Paul Blackwell

Personal information
- Date of birth: 13 January 1963 (age 63)
- Place of birth: Mancot, Wales
- Position: Midfielder

Senior career*
- Years: Team / Apps / (Gls)
- 1981–1985: Chester City / 94 / (3)
- 1985–????: Rhyl

= Paul Blackwell (footballer) =

Welsh footballer

Paul Blackwell (born 13 January 1963) is a Welsh former professional footballer who made nearly 100 Football League appearances for Chester City, mainly as a midfielder.

Although born in Mancot, near Hawarden, Flintshire, Blackwell grew up in Chester and represented the Chester and Cheshire Schoolboys sides as a youngster.
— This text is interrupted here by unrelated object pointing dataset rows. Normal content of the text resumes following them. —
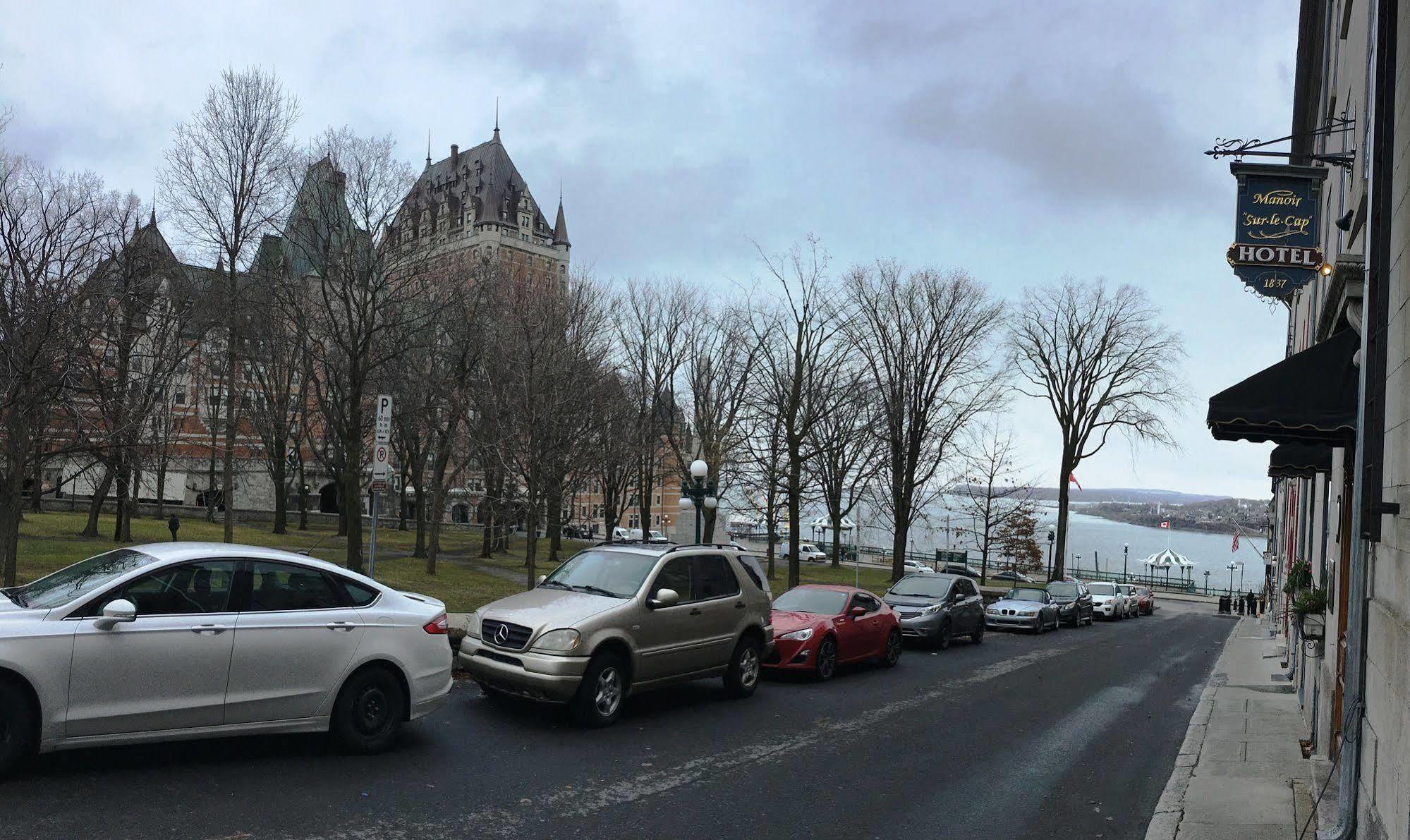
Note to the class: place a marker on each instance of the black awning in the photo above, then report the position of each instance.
(1308, 398)
(1299, 460)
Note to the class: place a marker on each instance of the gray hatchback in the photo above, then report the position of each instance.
(937, 608)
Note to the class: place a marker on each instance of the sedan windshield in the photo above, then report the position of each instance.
(615, 574)
(79, 580)
(1026, 595)
(825, 602)
(921, 587)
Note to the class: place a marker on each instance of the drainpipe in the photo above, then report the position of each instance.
(1363, 552)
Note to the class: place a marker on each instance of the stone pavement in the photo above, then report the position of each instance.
(1241, 772)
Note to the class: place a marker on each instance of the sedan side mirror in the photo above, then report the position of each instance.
(663, 598)
(116, 612)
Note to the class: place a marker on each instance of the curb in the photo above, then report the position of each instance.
(1169, 810)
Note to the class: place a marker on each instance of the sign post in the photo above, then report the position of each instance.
(381, 465)
(1275, 231)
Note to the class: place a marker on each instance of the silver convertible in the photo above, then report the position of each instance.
(181, 640)
(1030, 608)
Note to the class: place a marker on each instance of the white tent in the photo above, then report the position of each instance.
(1169, 560)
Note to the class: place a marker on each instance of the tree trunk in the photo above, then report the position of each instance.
(556, 525)
(401, 501)
(433, 515)
(227, 477)
(303, 499)
(10, 508)
(96, 504)
(353, 519)
(794, 509)
(161, 487)
(1061, 550)
(37, 485)
(281, 499)
(532, 542)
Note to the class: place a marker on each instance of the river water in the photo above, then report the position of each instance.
(1092, 537)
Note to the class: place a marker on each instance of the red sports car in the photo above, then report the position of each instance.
(818, 628)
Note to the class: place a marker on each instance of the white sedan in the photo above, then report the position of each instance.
(1109, 601)
(190, 640)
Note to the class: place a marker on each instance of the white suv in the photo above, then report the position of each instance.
(1107, 599)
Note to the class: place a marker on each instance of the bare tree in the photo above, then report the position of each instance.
(846, 447)
(550, 343)
(54, 229)
(142, 313)
(650, 324)
(1105, 364)
(993, 489)
(226, 185)
(924, 337)
(800, 346)
(357, 300)
(721, 355)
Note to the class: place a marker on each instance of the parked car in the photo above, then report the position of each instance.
(807, 553)
(1074, 602)
(1133, 601)
(937, 608)
(1145, 601)
(820, 628)
(178, 640)
(1026, 607)
(1107, 599)
(959, 568)
(618, 619)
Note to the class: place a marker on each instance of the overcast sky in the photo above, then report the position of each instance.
(1019, 141)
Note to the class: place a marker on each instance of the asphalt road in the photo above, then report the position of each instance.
(1068, 735)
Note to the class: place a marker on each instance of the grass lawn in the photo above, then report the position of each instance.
(51, 542)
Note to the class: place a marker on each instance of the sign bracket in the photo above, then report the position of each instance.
(1239, 148)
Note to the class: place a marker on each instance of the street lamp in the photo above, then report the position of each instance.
(697, 492)
(1051, 537)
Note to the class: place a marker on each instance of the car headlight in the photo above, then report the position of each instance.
(559, 642)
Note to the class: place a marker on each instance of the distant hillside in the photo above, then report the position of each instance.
(1126, 495)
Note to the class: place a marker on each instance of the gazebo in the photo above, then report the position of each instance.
(1168, 560)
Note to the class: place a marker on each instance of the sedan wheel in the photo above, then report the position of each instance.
(827, 664)
(368, 711)
(893, 649)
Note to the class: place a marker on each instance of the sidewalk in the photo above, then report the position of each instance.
(1241, 772)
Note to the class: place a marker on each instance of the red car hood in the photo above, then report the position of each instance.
(787, 622)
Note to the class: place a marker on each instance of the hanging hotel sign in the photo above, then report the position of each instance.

Although Blackwell opted to remain at school for sixth form rather than join Chester as an apprentice, the club offered him a professional contract when he left school in 1981 and he was to spend the next four years at Sealand Road.

Blackwell made his debut for Chester in a 1–0 defeat at Burnley on 3 November 1981 and he went on to make 23 league appearances in each of his first two seasons in the side. The 1983–84 season saw Chester finish bottom of Division Four, but Blackwell was to enjoy regular football with 39 league appearances to his name and he scored his first goal for the club against Reading. In the summer of 1984, Blackwell became a part-time player due to combining playing with being a student at Crewe and Alsager College. He was restricted to just nine more league outings for the club and at the end of the 1984–85 season he moved into non-league football with Rhyl.